The British Film Institute has reacted with a mix of stoicism and dismay to the news (confirmed today) that the new UK coalition Government has scrapped plans for a National Film Centre. UKFC-BFI merger now looking shakier.

The abandonment (at least for now) of the long-cherished dream for the Film Centre comes as the DCMS (Department Of Culture, Media and Sport) has announced cuts of $108m (£73m) as part of “its further contribution to reducing the fiscal deficit.”

“I today’s very challenging financial climate we understand the difficulty of making decisions of this kind and fully expect to play our part. We had already anticipated that the Government would not be able to afford investment in the BFI Film Centre at this time and knew that we would face a challenge on the project, but we remain committed to taking it forward,” a BFI spokesperson commented.

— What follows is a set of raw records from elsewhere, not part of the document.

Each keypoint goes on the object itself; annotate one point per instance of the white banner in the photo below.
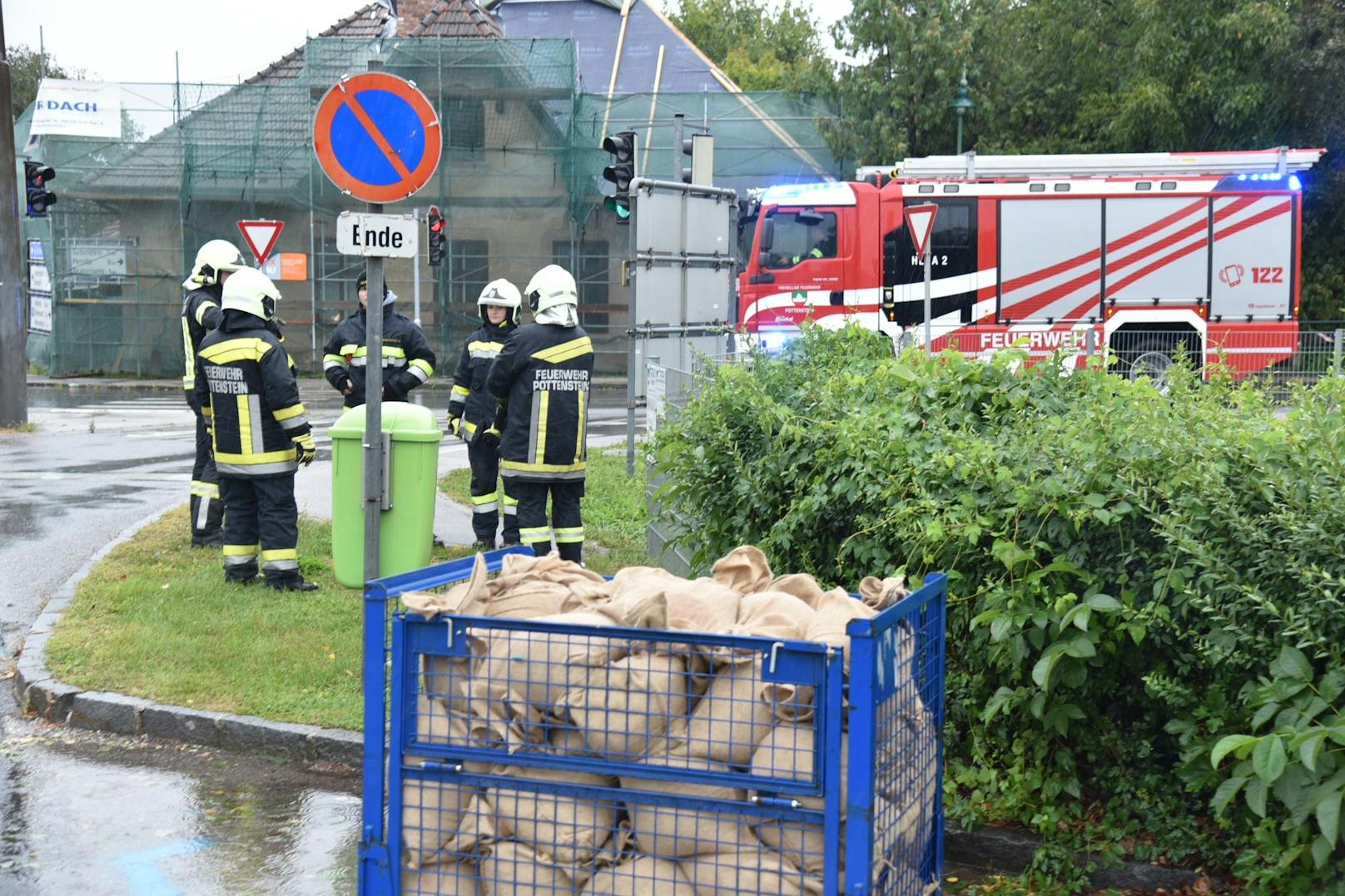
(78, 109)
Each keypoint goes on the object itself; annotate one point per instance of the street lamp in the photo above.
(962, 104)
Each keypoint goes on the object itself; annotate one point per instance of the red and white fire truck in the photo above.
(1145, 250)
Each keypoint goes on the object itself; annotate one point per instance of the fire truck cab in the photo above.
(1130, 252)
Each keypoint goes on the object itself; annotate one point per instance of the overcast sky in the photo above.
(220, 41)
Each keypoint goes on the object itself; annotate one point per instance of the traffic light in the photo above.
(37, 176)
(622, 171)
(436, 235)
(701, 150)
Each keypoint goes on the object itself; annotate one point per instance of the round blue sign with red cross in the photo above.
(377, 137)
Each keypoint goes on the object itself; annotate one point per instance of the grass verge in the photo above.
(155, 619)
(613, 509)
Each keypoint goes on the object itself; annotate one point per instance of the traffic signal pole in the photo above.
(13, 334)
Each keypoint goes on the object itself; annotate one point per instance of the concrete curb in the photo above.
(38, 692)
(991, 849)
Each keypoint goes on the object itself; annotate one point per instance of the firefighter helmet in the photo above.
(251, 291)
(213, 259)
(504, 294)
(552, 285)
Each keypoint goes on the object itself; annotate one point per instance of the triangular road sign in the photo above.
(261, 237)
(921, 224)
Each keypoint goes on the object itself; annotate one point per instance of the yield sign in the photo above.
(261, 237)
(921, 224)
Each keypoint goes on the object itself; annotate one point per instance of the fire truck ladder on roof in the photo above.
(1141, 165)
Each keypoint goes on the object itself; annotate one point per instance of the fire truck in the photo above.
(1130, 253)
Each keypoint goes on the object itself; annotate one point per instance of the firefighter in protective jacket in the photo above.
(541, 379)
(201, 314)
(261, 433)
(408, 359)
(471, 409)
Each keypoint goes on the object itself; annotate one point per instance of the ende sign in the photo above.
(380, 235)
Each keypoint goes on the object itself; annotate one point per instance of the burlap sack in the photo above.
(834, 611)
(802, 586)
(678, 832)
(744, 569)
(563, 830)
(732, 719)
(787, 752)
(881, 593)
(641, 876)
(441, 880)
(748, 871)
(509, 868)
(626, 705)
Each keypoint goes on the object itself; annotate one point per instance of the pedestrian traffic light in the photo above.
(700, 165)
(37, 176)
(622, 171)
(438, 235)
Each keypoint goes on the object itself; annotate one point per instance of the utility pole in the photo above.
(13, 334)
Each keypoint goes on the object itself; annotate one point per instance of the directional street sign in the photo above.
(382, 235)
(261, 237)
(921, 224)
(377, 136)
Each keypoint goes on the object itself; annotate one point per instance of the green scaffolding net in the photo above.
(519, 185)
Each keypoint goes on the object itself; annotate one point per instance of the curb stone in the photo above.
(39, 693)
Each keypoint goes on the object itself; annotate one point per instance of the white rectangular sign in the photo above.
(39, 314)
(380, 235)
(39, 279)
(78, 109)
(97, 260)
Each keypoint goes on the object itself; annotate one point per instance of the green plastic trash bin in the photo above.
(406, 530)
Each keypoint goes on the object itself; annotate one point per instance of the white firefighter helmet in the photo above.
(504, 294)
(252, 291)
(213, 259)
(549, 287)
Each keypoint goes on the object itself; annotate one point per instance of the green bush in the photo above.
(1126, 569)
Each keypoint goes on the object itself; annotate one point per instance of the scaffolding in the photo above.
(519, 185)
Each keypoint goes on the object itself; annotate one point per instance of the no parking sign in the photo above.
(377, 137)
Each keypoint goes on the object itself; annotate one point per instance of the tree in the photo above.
(26, 74)
(759, 47)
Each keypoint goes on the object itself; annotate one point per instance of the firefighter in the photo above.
(541, 381)
(473, 409)
(260, 431)
(201, 314)
(408, 359)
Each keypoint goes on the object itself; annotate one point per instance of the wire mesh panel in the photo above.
(576, 755)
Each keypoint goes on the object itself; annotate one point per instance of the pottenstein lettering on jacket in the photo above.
(226, 381)
(560, 379)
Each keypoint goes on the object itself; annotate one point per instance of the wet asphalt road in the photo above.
(98, 814)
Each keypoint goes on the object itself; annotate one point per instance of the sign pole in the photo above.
(928, 342)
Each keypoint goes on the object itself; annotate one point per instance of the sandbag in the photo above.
(441, 880)
(565, 830)
(508, 868)
(641, 876)
(748, 871)
(787, 752)
(630, 704)
(834, 611)
(744, 569)
(732, 717)
(679, 832)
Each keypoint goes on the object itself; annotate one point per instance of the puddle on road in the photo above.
(92, 813)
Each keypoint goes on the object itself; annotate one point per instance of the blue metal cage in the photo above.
(508, 755)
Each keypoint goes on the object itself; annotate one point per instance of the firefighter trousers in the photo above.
(207, 512)
(261, 518)
(567, 522)
(490, 497)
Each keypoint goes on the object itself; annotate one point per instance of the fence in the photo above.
(519, 185)
(504, 755)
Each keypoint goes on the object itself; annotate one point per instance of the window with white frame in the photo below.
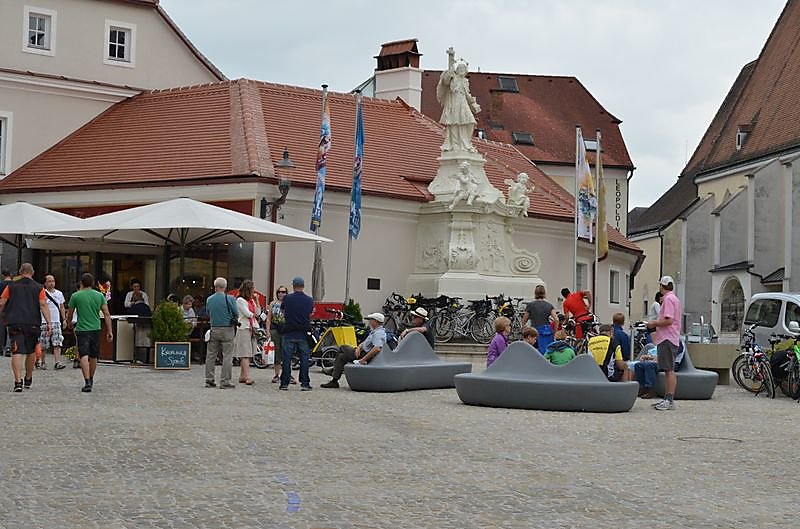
(120, 44)
(582, 276)
(5, 134)
(39, 31)
(613, 286)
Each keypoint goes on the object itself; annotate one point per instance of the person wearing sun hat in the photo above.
(668, 339)
(362, 354)
(421, 324)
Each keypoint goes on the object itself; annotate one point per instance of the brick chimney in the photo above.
(398, 73)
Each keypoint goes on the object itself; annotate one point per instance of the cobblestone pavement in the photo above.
(157, 449)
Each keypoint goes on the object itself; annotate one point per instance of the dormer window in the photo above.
(39, 31)
(522, 138)
(508, 84)
(120, 44)
(741, 135)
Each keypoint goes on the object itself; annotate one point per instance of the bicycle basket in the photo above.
(260, 335)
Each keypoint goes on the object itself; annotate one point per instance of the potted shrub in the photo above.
(169, 326)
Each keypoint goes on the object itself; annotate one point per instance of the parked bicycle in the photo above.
(589, 327)
(751, 369)
(474, 321)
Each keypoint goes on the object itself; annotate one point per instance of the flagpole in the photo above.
(577, 171)
(349, 236)
(597, 218)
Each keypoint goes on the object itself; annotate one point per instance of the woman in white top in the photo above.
(245, 343)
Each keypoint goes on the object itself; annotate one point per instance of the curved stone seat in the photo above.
(522, 378)
(693, 383)
(412, 365)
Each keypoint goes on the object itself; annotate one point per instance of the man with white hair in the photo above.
(362, 354)
(223, 315)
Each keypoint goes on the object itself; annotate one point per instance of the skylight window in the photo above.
(508, 84)
(522, 138)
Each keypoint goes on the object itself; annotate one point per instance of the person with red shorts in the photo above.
(24, 303)
(575, 305)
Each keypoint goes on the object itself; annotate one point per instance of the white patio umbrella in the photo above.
(21, 220)
(183, 223)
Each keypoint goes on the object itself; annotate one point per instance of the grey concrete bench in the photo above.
(693, 383)
(412, 365)
(522, 378)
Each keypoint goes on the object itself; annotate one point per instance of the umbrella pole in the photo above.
(347, 274)
(182, 270)
(19, 250)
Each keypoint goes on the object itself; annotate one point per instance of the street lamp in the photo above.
(267, 206)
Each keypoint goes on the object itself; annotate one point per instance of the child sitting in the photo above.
(559, 352)
(607, 352)
(499, 343)
(531, 337)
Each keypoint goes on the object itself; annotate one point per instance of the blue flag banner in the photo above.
(322, 161)
(355, 197)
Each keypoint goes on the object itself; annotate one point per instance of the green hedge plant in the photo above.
(168, 324)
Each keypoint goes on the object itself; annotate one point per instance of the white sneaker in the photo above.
(665, 405)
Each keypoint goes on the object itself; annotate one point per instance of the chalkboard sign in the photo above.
(173, 355)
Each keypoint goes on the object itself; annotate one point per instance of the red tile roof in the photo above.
(765, 98)
(548, 107)
(236, 130)
(399, 46)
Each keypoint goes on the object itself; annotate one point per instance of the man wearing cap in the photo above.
(419, 320)
(297, 308)
(365, 351)
(668, 336)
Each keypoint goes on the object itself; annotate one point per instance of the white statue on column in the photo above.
(458, 106)
(467, 186)
(518, 193)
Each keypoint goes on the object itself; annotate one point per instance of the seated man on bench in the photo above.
(363, 353)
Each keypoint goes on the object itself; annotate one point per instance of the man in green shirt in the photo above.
(89, 303)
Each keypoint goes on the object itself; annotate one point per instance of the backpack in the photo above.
(609, 367)
(391, 339)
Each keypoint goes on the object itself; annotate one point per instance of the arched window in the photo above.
(732, 306)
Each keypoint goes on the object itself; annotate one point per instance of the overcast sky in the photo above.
(662, 67)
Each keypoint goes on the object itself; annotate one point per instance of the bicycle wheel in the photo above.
(793, 383)
(735, 366)
(481, 329)
(328, 356)
(443, 327)
(390, 323)
(745, 376)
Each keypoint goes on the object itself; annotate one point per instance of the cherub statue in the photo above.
(518, 193)
(467, 186)
(458, 105)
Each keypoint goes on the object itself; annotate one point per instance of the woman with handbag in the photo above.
(245, 343)
(275, 320)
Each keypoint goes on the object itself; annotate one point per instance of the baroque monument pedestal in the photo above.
(468, 252)
(464, 244)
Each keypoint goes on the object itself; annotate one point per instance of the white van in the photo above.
(773, 311)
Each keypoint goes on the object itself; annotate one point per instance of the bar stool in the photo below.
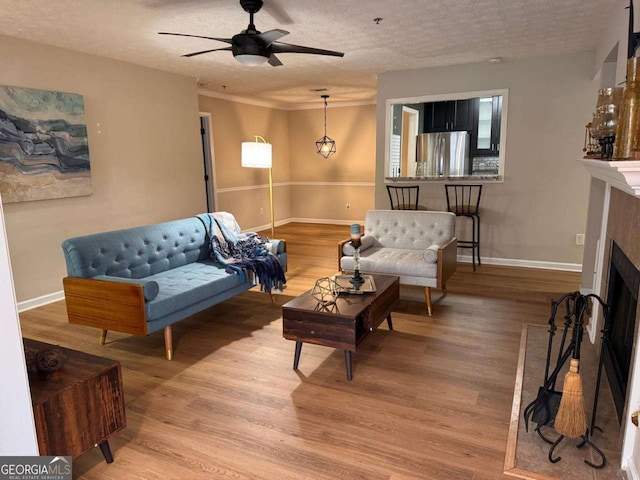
(403, 198)
(464, 201)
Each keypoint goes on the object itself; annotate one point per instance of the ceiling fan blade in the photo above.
(274, 61)
(278, 47)
(225, 40)
(278, 13)
(272, 35)
(206, 51)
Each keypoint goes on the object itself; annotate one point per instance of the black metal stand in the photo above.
(543, 409)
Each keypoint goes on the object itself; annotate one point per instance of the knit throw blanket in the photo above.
(245, 256)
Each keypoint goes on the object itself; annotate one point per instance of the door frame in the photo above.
(208, 158)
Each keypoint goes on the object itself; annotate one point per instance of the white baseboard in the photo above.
(513, 262)
(40, 301)
(632, 469)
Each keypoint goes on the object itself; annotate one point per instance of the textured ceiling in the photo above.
(413, 34)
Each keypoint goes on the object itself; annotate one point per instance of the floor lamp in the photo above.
(258, 155)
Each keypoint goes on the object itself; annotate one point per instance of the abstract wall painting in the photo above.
(44, 151)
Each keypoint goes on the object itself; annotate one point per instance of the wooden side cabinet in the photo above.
(79, 406)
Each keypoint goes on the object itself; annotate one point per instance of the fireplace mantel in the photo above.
(623, 175)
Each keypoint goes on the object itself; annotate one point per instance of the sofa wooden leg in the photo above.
(168, 342)
(427, 297)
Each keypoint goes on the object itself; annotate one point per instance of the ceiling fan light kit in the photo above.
(326, 146)
(252, 47)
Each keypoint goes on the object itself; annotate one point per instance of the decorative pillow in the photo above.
(430, 255)
(365, 242)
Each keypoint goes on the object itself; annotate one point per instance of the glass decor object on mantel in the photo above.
(627, 132)
(605, 120)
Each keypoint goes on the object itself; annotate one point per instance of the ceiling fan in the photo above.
(251, 47)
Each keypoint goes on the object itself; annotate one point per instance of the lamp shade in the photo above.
(256, 155)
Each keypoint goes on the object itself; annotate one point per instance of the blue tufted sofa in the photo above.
(140, 280)
(416, 245)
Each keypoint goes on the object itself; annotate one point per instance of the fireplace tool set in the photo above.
(564, 411)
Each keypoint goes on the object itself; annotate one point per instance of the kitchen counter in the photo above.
(465, 178)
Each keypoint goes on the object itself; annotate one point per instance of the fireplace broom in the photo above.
(571, 420)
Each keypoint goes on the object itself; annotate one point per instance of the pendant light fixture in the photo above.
(325, 146)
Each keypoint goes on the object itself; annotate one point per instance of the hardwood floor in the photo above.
(429, 400)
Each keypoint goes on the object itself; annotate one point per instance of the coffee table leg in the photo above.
(347, 362)
(296, 357)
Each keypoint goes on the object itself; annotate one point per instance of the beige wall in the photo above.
(244, 191)
(307, 187)
(146, 161)
(321, 187)
(536, 212)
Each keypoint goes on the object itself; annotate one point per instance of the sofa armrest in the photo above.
(106, 304)
(447, 262)
(150, 288)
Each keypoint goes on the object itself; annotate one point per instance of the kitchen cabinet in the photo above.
(485, 134)
(448, 116)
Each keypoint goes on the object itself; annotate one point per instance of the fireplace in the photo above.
(622, 298)
(614, 216)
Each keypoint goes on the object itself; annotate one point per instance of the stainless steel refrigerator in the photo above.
(442, 154)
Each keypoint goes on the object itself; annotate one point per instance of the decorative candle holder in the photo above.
(357, 281)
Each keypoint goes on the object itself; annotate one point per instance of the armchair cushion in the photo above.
(430, 255)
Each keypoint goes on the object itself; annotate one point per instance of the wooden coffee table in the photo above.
(355, 318)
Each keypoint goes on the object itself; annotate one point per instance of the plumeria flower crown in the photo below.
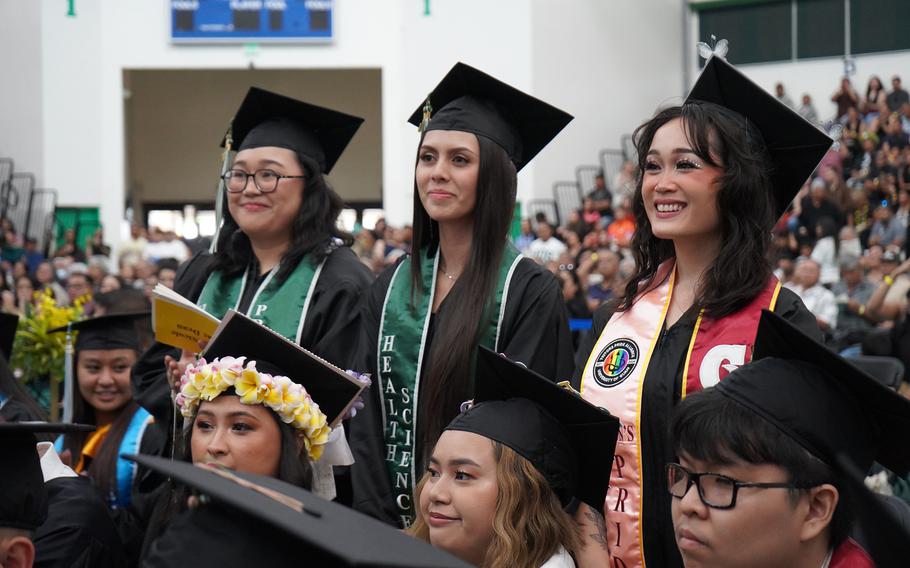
(290, 401)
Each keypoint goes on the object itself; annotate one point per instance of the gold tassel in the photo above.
(427, 111)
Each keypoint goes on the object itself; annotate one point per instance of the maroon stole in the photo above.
(614, 378)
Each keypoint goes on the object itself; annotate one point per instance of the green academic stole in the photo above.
(399, 356)
(280, 307)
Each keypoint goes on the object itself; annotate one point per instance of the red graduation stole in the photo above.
(614, 377)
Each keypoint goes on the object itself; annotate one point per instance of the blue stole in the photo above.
(126, 470)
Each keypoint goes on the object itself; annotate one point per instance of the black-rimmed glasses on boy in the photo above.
(715, 490)
(266, 180)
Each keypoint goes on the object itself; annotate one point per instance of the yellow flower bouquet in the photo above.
(39, 354)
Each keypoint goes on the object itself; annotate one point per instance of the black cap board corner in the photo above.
(115, 331)
(8, 325)
(330, 387)
(23, 497)
(298, 525)
(569, 440)
(469, 100)
(871, 420)
(265, 118)
(795, 145)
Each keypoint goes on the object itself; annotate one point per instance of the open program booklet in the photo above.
(179, 322)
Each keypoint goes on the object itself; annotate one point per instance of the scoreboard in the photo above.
(240, 21)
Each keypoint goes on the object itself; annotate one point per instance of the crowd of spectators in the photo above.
(89, 274)
(842, 246)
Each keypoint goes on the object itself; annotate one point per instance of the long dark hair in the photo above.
(724, 139)
(312, 232)
(449, 364)
(103, 468)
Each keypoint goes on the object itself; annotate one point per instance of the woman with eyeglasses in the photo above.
(280, 257)
(715, 174)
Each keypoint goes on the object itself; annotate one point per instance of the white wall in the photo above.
(20, 99)
(610, 64)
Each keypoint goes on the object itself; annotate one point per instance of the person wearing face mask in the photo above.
(279, 257)
(505, 474)
(463, 284)
(716, 173)
(764, 480)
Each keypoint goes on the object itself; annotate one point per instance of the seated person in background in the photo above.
(818, 299)
(545, 248)
(852, 292)
(601, 196)
(771, 473)
(507, 473)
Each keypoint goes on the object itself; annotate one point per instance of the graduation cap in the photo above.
(8, 325)
(469, 100)
(795, 145)
(820, 400)
(254, 520)
(567, 439)
(103, 333)
(269, 119)
(115, 331)
(23, 498)
(239, 336)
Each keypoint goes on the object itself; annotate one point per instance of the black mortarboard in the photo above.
(567, 439)
(269, 119)
(8, 325)
(23, 498)
(116, 331)
(820, 400)
(882, 533)
(469, 100)
(253, 520)
(330, 387)
(795, 145)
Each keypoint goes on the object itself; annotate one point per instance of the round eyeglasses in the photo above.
(715, 490)
(266, 180)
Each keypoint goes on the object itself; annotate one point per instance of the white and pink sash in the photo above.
(614, 378)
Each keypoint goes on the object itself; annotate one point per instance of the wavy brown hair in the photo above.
(529, 523)
(725, 139)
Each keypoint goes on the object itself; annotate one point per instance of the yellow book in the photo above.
(179, 322)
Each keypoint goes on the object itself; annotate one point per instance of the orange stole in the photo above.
(614, 379)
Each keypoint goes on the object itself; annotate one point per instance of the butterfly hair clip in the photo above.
(719, 48)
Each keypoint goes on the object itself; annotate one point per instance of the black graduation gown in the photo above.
(659, 396)
(534, 331)
(78, 532)
(328, 331)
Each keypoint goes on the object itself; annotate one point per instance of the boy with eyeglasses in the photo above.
(769, 457)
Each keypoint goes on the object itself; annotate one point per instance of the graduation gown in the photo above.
(534, 331)
(328, 330)
(660, 393)
(78, 532)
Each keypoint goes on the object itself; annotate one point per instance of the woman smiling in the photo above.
(280, 257)
(462, 286)
(716, 173)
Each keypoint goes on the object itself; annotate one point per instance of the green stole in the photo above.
(399, 359)
(280, 307)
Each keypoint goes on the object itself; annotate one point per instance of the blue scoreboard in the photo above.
(251, 20)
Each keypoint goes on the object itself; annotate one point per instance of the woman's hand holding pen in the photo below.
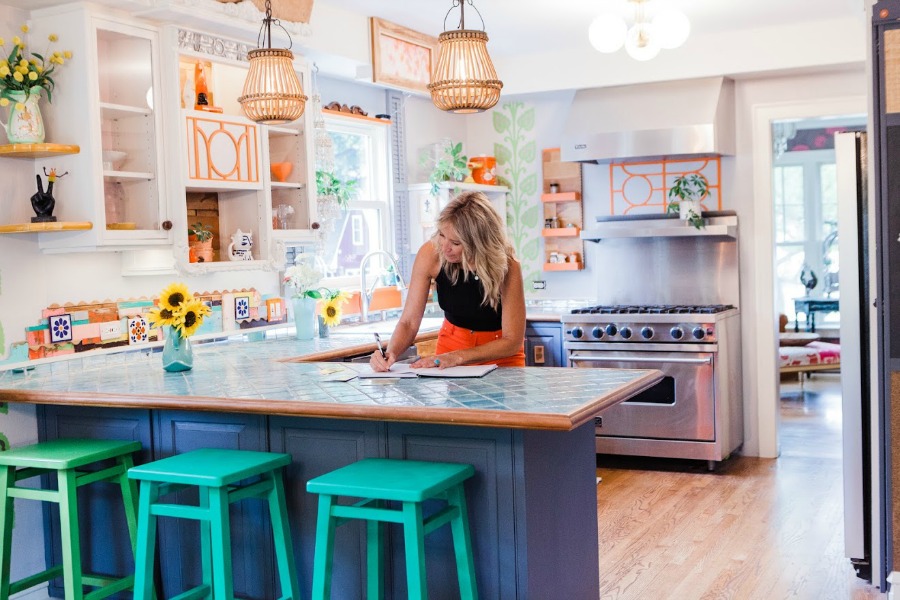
(381, 360)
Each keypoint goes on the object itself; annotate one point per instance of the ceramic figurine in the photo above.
(43, 202)
(241, 246)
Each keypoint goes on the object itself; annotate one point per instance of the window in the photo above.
(361, 152)
(805, 227)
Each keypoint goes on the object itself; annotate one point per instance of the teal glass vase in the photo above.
(304, 317)
(177, 352)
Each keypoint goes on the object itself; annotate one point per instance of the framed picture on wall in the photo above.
(401, 57)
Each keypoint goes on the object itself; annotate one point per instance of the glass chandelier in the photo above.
(272, 93)
(668, 29)
(464, 79)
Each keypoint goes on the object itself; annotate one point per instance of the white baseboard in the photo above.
(893, 578)
(35, 593)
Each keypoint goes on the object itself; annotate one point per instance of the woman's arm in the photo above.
(424, 269)
(510, 341)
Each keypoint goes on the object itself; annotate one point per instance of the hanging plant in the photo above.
(328, 184)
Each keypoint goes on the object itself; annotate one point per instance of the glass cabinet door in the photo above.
(129, 132)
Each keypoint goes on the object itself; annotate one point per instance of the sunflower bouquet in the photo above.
(332, 310)
(179, 309)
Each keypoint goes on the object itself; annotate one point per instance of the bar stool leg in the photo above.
(414, 541)
(129, 498)
(375, 557)
(462, 544)
(71, 537)
(221, 540)
(322, 563)
(284, 550)
(7, 477)
(206, 567)
(146, 542)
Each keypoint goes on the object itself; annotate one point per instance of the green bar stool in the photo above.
(218, 475)
(407, 482)
(65, 458)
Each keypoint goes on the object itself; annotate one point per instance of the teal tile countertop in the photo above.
(239, 375)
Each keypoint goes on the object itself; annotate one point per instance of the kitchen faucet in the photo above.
(365, 294)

However, the spokesperson added pointedly: “We are concerned that film is bearing the brunt – over 50% of the department’s cuts that have been announced are coming from film.”

Amid the details of cuts, the better news for the British film industry as a whole came in the fine print of the DCMS Statement. This appeared to confirm that neither UK Lottery Funding for film nor the current film tax relief are under immediate threat. The statement revealed that Creative Industries Minister Ed Vaizey will shortly undertake a reassessment of Government support for film.

“This reassessment will take account of the impact of Government financial support for film, including National Lottery funding, as well as the impact of film tax relief, but neither will be reviewed as part of this reassessment,” the statement read.

“As has been said time and time again, film is a critical component of Britain’s future cultural and economic prosperity, so we welcome the Minister’s commitment to reviewing Government’s support for film. Our one plea is that this is done very quickly,” the BFI spokesperson commented of the review.

The decision to cancel the Film Centre has been announced only months after former Prime Minister Gordon Brown come to the BFI’s South Bank home in person (last October) to announce that the Government had set aside $66m (£45m) for the film Centre, which was expected to cost $245m (£166m).

There are signs of strain in the relationship between the BFI and public film body, the UK Film Council, from which the BFI receives its grant-in-aid. The two bodies have been in merger negotiations since last year.

Further clarification about any possible marriage between the two bodies may come as soon as Monday, when a Parliamentary question has been tabled by Ben Bradshaw MP asking whether the Government plans to merge UKFC and the BFI.

One BFI source suggested today that any merger is now “extremely unlikely to happen.”

In October 2007, the then Labour Government pledged £25 million for securing the future of the UK’s national and regional film archives.

One crumb of comfort that the BFI can draw from the DCMS cuts is the news that the Government still plans to fund the building of a new film store to safeguard the National Film Archive.

“We are relieved that vital monies to save the BFI National Collections are secure,” a BFI spokesperson said.

The DCMS announced today that although the BFI’s digital access project “is not affordable at the present time,” the Government will be inviting the BFI to explore “alternative methods of support and delivery.”

Commenting on the cancellation of funding for the BFI Film Centre, Minister Ed Vaizey said:

“It is obviously disappointing that the severe financial problems facing Britain mean that the Government can’t contribute at present to the BFI Film Centre. Although we are unable to commit to some large scale capital investment projects while tackling this unprecedented deficit, I am planning to fundamentally reassess how the Government supports film in this country. I want to make sure that we are supporting the film industry so that it is ready for the challenges it will face in the decade to come, and that we make sure every pound of public money we spend gives the maximum benefit.”